Cuddy wanted to scream. She knew the answer probably wouldn't have any effect on him, one way or the other, and that he was asking merely to waste her time. Time that she should have been spending sleeping. "I think the bottom line is that what you do usually does some good, even if it is for your own entertainment. Is that a sufficient answer?"
"Huh?" House blinked. "Oh, sorry, I wasn't paying attention. You know your nightie is pretty much see-through, right?"
Cuddy crossed her arms across her chest. "Go home, House."
"Wilson said something else."
"I don't care." She made to close the door again.
House's cane pushed its way between the jamb and door again. "Humor me."
"I don't want to, House. It's two – no, two-fifteen in the morning. Go away."
"He said I made your life miserable."
Cuddy stopped struggling with the door and looked at House, who appeared genuinely interested in her reaction, given that his eyes were on her face and not her chest. She swallowed. "Why would he say that?"

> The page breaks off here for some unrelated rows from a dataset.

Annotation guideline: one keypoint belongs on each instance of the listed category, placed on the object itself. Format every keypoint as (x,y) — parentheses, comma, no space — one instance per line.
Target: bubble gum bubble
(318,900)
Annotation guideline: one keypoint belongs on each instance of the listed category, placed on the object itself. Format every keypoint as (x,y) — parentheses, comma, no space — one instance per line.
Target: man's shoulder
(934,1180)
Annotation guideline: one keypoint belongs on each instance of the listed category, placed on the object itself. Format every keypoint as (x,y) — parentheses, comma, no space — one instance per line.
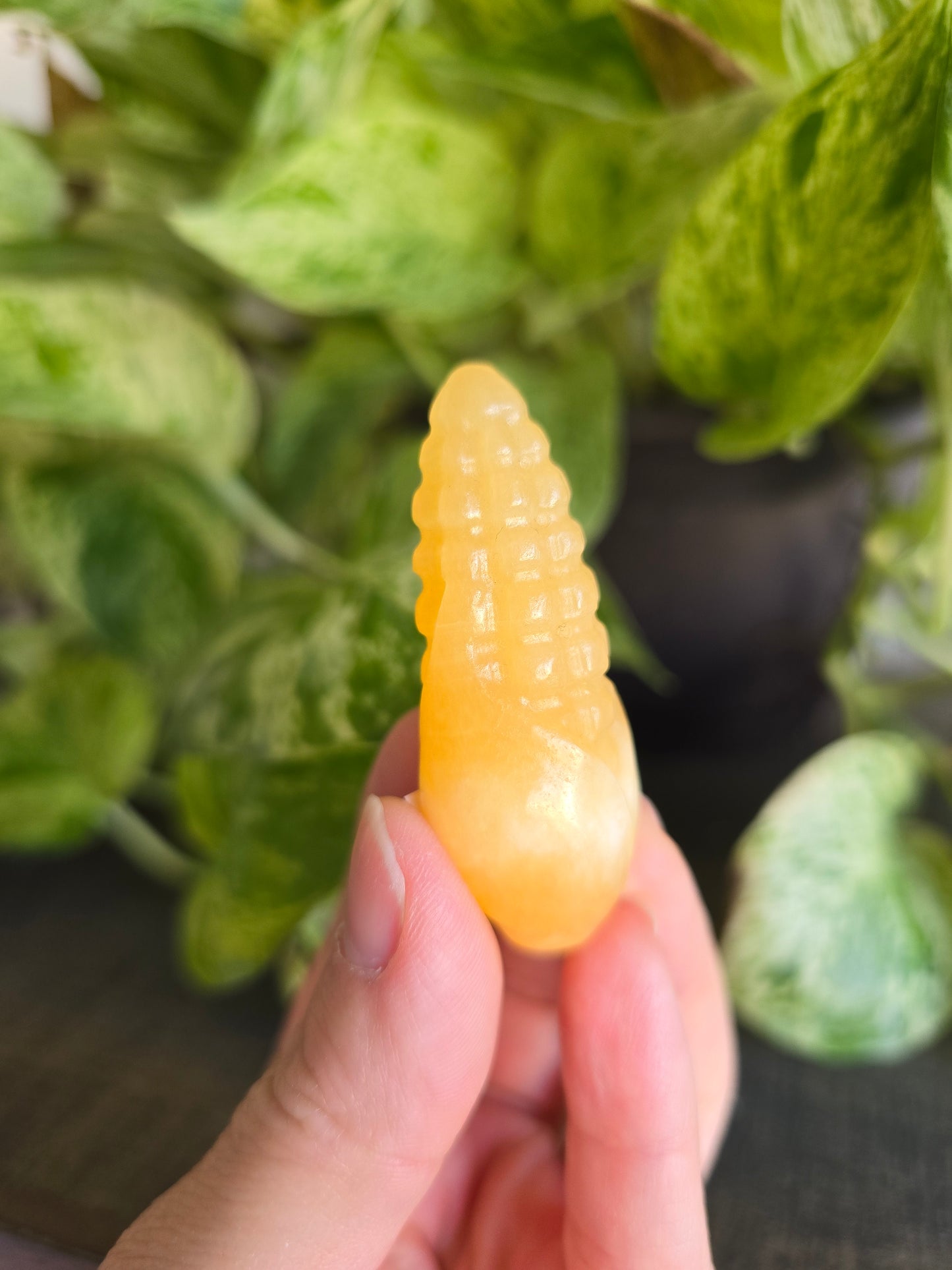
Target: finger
(397,767)
(394,774)
(632,1171)
(663,883)
(327,1159)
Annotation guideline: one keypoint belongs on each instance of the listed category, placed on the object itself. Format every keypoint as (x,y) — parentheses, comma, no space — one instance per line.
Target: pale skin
(439,1101)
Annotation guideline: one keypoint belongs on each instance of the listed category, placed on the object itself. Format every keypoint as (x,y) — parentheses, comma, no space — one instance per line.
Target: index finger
(634,1190)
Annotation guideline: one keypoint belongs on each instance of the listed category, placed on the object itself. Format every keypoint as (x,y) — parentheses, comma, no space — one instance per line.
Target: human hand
(441,1101)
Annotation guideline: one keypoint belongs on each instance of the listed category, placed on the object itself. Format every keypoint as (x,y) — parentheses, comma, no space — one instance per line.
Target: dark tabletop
(115,1078)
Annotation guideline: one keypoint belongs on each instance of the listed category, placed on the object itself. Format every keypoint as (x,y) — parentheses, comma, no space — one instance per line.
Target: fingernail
(374,906)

"Doesn't matter." House looked at the ceiling. " Is it true?"
Cuddy leaned against the doorframe, toying her nails. "Do you really care about the answer?"

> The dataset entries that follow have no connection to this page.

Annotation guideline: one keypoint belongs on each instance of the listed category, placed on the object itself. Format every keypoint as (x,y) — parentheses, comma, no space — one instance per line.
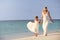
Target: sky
(27,9)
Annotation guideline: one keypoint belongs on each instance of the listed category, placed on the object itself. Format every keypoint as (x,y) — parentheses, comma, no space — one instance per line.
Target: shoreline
(50,36)
(30,36)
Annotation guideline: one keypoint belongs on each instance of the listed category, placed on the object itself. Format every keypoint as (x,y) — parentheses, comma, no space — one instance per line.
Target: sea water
(19,28)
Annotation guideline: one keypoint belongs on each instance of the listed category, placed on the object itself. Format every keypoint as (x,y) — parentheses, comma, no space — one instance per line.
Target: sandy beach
(51,36)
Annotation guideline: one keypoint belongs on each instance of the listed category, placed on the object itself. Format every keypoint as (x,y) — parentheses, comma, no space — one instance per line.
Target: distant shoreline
(27,20)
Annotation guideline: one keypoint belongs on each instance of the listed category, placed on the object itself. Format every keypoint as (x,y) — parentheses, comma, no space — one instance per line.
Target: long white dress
(33,26)
(46,20)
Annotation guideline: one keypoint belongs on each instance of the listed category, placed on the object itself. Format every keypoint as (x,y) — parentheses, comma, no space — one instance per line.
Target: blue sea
(18,28)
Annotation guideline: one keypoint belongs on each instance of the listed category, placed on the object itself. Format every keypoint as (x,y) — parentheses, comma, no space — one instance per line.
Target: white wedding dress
(32,26)
(46,20)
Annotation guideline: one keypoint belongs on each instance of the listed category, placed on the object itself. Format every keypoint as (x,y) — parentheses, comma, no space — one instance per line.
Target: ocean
(18,28)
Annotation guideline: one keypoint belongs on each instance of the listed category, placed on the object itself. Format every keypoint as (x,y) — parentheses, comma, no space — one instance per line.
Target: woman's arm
(50,16)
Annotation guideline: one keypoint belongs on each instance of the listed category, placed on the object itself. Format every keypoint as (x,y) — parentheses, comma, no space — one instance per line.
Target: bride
(46,18)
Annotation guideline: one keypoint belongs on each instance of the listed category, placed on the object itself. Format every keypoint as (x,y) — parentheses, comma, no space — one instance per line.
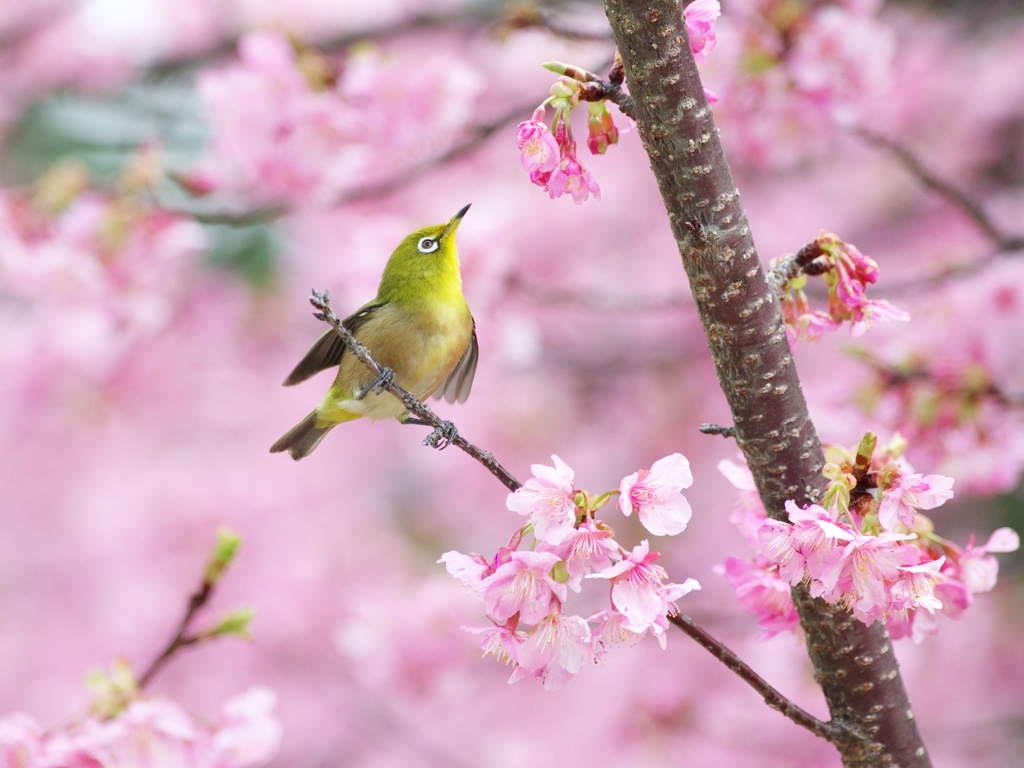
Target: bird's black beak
(454,223)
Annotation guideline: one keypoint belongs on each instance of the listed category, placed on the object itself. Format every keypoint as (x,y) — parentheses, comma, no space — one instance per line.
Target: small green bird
(419,326)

"I care enough that I'm not going away 'til you answer."
Cuddy sighed. "You make a concerted effort to drive me absolutely crazy, House. You sabotage any relationship I might be in, constantly undermine my authority, sexually harass me in public, and I'm pretty sure you were the one who wrote those things about me on the bathroom wall that maintenance had to paint over. You're rude, you're argumentative, and you cause more paperwork than half my other departments combined. I should have fired you years ago, and anyone who asks me why I haven't, I tell them it's because you're a good doctor, which is true, but not the reason. As much as a phenomenal pain in the ass you are, House, for some reason, I care about you. And so, yes, you make me miserable at times, but you don't make my life miserable. You make it…colorful." She glanced at him. "Satisfied?"

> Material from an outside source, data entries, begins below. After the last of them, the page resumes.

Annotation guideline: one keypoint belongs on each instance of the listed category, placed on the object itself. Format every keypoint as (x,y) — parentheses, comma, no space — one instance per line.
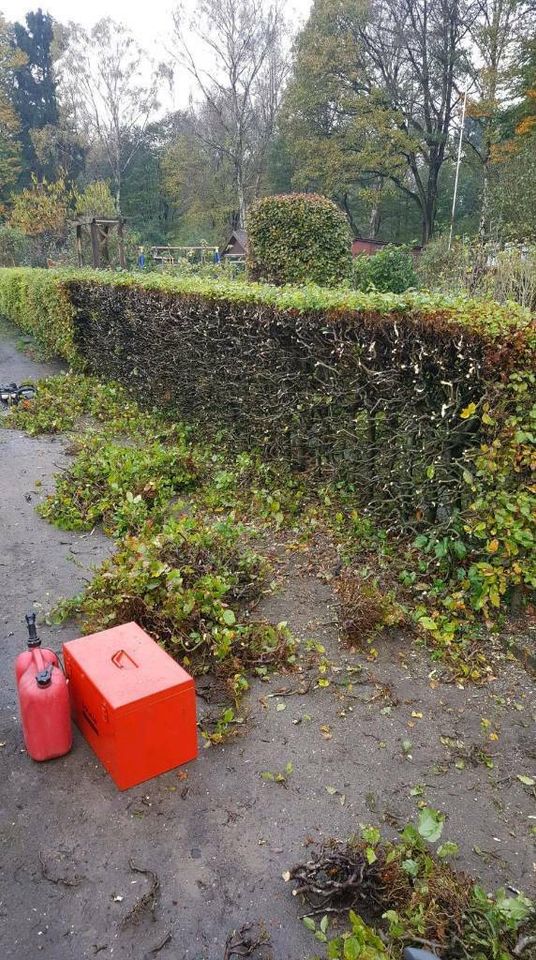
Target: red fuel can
(44,704)
(133,703)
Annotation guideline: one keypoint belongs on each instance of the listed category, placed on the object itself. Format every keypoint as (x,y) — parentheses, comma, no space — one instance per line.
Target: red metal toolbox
(133,703)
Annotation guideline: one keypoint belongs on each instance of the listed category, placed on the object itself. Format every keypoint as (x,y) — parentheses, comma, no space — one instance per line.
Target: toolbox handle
(123,660)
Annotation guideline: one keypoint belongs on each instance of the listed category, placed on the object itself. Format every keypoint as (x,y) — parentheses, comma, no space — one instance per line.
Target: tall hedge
(298,238)
(423,406)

The only answer she received was his lips coming down forcefully against hers, his body moving inside, and the door slamming behind both of them.
She made no attempts to stop him in the events that followed. In fact, she was pretty sure that she was complicit. She was very sure that she was complicit the second time. And the third.
He was gone when she woke up, and she wasn't surprised.